I am a visiting scientist at UTD working in Dr. Stephen Levene’s group. I started working with the group after obtaining a PhD in Biomedical Engineering (also at UTD). Our research focuses on modeling the physical behavior of DNA strands and their topology especially in their interaction with enzymes that affect DNA topology. The simulations that we run rely largely on MC serial runs on a medium to large scale.
Experience with HPC :
I have used HPC systems before, but I am by no means an expert. I have mainly used the systems available at UTD.
My Workflow :
Most of the code development that I do happens on my personal laptop. Our code is a mix of FORTRAN90 for the core libraries, and Python2/3 for data interpretation, analysis, and visualization. When things become more (CPU) intensive I switch to an HPC system. I am definitely guilty of doing all minor changes on the IDE from my personal laptop and rsyncing to the HPC system often. However, I do use Unix editors (vi) for minor changes.
Challenge :
We are sharing our code within the group and it gets messy, quickly. I have been trying to suggest a collaboration platform (GitHub) for storing and maintaining the code, but it hasn’t been embraced so far. I would like some help with establishing an efficient code development that works well with small groups, such as a university lab.
Greetings! We definitely feel your pain regarding collaboration. Assuming most of your collaboration is internal (at least for now), we can get you setup on our local Gitlab instance. In the future, we plan to create a public Gitlab instance that will provide some things we aren’t currently able to provide.
If you would like to setup your account, simply visit https://gitlab.circ.utdallas.edu and click on UT Dallas shibboleth login. If you need me to setup any groups, feel free to send a ticket to circ-assist@utdallas.edu.

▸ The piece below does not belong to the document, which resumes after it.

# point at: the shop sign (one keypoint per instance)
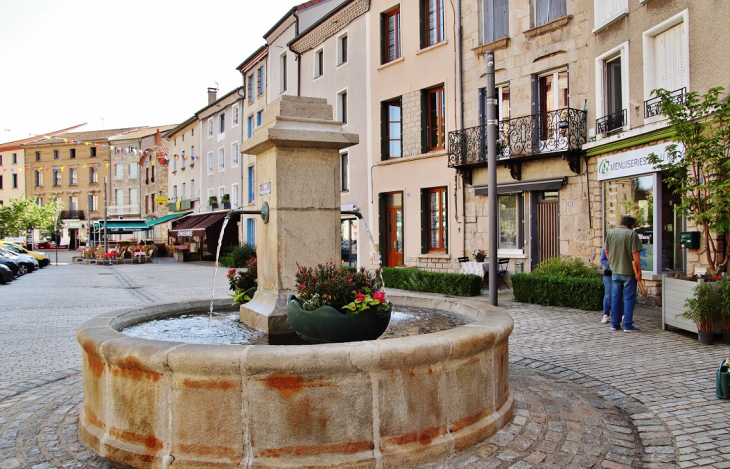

In our group we use Box extensively to share notes, data, and files including code. It is intended for general storage, not code maintenance, but it does have crude version control and individual user permissions. Because Box is integrated into the UTD network, your group members may be more willing to adopt it.
Do you think some training would help or is it more of culture? As @solj said, we have an internal gitlab server that people can use. Sometimes people are just wary of sharing their work on the public internet (new programmers are often “embarrassed”).
On our gitlab server, you can have everything private, or public, or any combination. Longer term, we will be launching a TRECIS-branded gitlab and associated services to help with software development and documentation.
One non-traditional solution might be to try http://www.sparkleshare.org/
Sparkleshare allows you to set up a git repo on a remote server and then configure sparkleshare to work like “Box” or “Dropbox” but the backend is a git repo.
You, as a git user, can work with the repo directly but your other users (until they get trained up) can simply edit the source code directly in their local “synced” sparkleshare folder. Then, in the background, sparkleshare will do the git commits to the remote repo.
Finally, I’m teaching a class in the spring where we will cover all of this and more.
PHYS 5v48, Practical Research Computing
The class will be 100% virtual and anyone can attend the lectures and do the work (regardless if they are enrolled or not).